I once owned a Gilson 8/26. That was a wonderful machine. Very well built, almost bulletproof.


----------



## RobertSX4 (Nov 17, 2017)

1972 simplicity sno-away S4


----------



## aveteam (Sep 3, 2018)

2007 Ariens ST724

Sent from my LG-M322 using Tapatalk


----------



## jaytpilk (Nov 26, 2018)

Husqvarna 10/30E. Thing is a BEAST. Just got done trying that trick of adding rubber paddles to the impeller blades. The tolerance was pretty good already, but, wanted to see if, when snugged up to the inner diameter of the impeller area if it functions any better. Just need snow now.


----------



## vadcncar (Dec 30, 2018)

Ariens Hydro Pro 28 RapidTrak awesome machine!!!


----------



## octane (Dec 3, 2018)

Ariens ST824 924050 
Yamaha YS624 ... with tracks
Anyone else with a Yamaha blower?  maybe not so common in the us and canada


----------



## kemlyn (Oct 16, 2018)

*Ariens 1332 Pro*

I’ve been running a 2001 Ariens 1332 pro with electric chute control hand warmers and 12v key starting. Bought it brand new in NH I live in Maine now with heavy wet snow and have a driveway large enough to accommodate 30 cars. I do my own maintenance use synthetic grease and oil and keep it on a battery tender year round. 
The best thing I ever learned from a maintenance professional was to buy fuel in a 5 gal container add Stabil at the pump and then fill smaller containers for chainsaw and leaf blowers. Done this over 20 years and never needed carburetor or gas tank work and all my machines start in 1-3 pulls.


----------



## SnapperInMA (Jan 24, 2016)

1996 Snapper 8265


----------



## guybb3 (Jan 31, 2014)

TORO 10/28 PowerMax


----------



## Phwy1 (Feb 18, 2015)

*My old Bobcat.*

I have an old BobCat made in 1978 and it's a beast... Makes light work out of any snow that Mother Nature can dish out. I replaced the engine several years back, but it's a long story of the process since it is a 6:1 gear reduction motor, so I'll save that story for another post.


----------



## broo (Dec 23, 2017)

Mine is a Craftsman, which I believe is a rebranded Murray. How do I vote ? 

This is my first and so far only snowblower. I did not get it new.


----------



## russ01915 (Dec 18, 2013)

Mtd has built Craftsman for many years. Craftsman is listed here in the poll : MTD/cub cadet,troy built,mtd,yard machines, craftsman


----------



## Prime (Jan 11, 2014)

russ01915 said:


> It is mutiple vote. You can do more than one.

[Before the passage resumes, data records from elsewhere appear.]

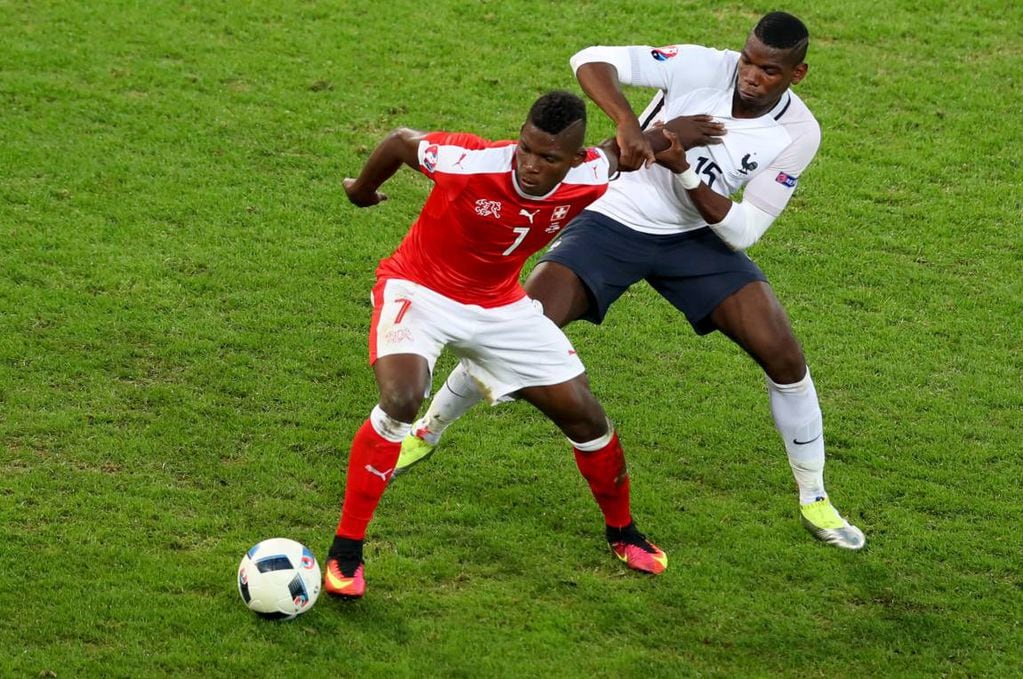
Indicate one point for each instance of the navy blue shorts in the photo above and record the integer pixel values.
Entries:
(695, 270)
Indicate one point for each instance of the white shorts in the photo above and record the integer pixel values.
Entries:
(503, 349)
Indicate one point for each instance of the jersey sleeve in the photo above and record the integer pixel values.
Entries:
(674, 68)
(439, 151)
(771, 189)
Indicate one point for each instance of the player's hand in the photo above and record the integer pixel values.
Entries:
(633, 149)
(672, 157)
(360, 197)
(696, 131)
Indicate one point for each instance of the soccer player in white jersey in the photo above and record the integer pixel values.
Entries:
(453, 282)
(679, 229)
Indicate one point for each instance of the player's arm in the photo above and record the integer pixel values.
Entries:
(739, 224)
(399, 147)
(597, 73)
(690, 131)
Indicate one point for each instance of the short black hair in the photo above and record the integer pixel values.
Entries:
(783, 31)
(556, 110)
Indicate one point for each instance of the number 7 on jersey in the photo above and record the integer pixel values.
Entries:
(523, 231)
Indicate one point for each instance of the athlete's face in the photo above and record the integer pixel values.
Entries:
(764, 74)
(542, 160)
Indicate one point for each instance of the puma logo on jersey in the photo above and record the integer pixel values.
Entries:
(529, 215)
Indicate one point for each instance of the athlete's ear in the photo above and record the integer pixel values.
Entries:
(799, 72)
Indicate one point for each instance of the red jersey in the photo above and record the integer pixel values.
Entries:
(477, 227)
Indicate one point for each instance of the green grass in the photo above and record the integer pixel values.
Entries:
(184, 307)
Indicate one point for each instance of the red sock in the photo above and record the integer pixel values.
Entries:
(609, 480)
(370, 464)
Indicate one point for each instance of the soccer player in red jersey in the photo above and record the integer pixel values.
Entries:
(453, 282)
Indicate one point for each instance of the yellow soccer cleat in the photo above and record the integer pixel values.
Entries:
(825, 524)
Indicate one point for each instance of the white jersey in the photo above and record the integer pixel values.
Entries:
(765, 154)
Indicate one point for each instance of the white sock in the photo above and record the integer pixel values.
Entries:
(388, 427)
(797, 416)
(454, 398)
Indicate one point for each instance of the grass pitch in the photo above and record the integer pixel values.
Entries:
(184, 304)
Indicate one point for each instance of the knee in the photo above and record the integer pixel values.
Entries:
(590, 422)
(402, 404)
(785, 363)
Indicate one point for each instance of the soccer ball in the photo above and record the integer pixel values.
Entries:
(278, 579)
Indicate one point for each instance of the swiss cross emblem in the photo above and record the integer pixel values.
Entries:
(560, 213)
(486, 208)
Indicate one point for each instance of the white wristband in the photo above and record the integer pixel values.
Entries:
(688, 179)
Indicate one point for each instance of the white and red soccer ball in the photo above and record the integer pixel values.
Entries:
(279, 579)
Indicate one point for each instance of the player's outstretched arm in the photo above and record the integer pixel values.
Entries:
(599, 81)
(690, 131)
(401, 146)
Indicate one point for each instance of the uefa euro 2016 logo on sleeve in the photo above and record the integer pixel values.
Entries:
(787, 180)
(663, 53)
(430, 157)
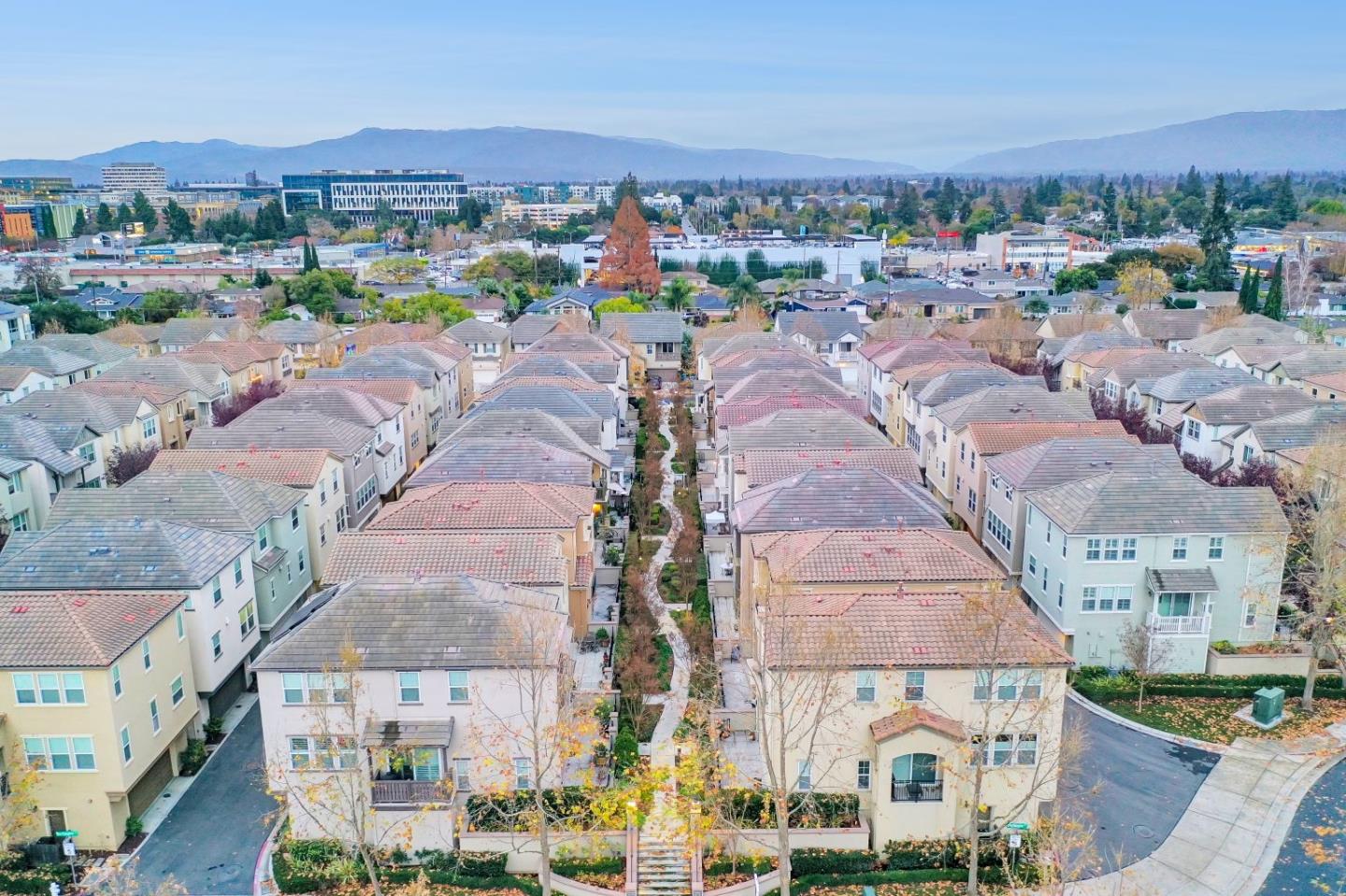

Apparently not. When I open it, It says I have already voted and wont allow a second vote.


----------



## Landngroove (Oct 12, 2015)

I have owned Ariens for 35 years. Still use 2 10,000 series, (my favorites) and also a 926014.


----------



## SimplicitySolid22 (Nov 18, 2018)

Craftsman also makes Poulan/Husqvarna as well.


----------



## russ01915 (Dec 18, 2013)

Prime said:


> Apparently not. When I open it, It says I have already voted and wont allow a second vote.


The first and only time is when you are allowed to vote multiple. Once you vote, you're not allowed to vote again. These rules are made by the site administrators. The only choice I have is to allow multiple choice. Hope this clears it up for you.


----------



## russ01915 (Dec 18, 2013)

SimplicitySolid22 said:


> Craftsman also makes Poulan/Husqvarna as well.


Craftsman isn't a manufacturer. MTD makes Craftsman. 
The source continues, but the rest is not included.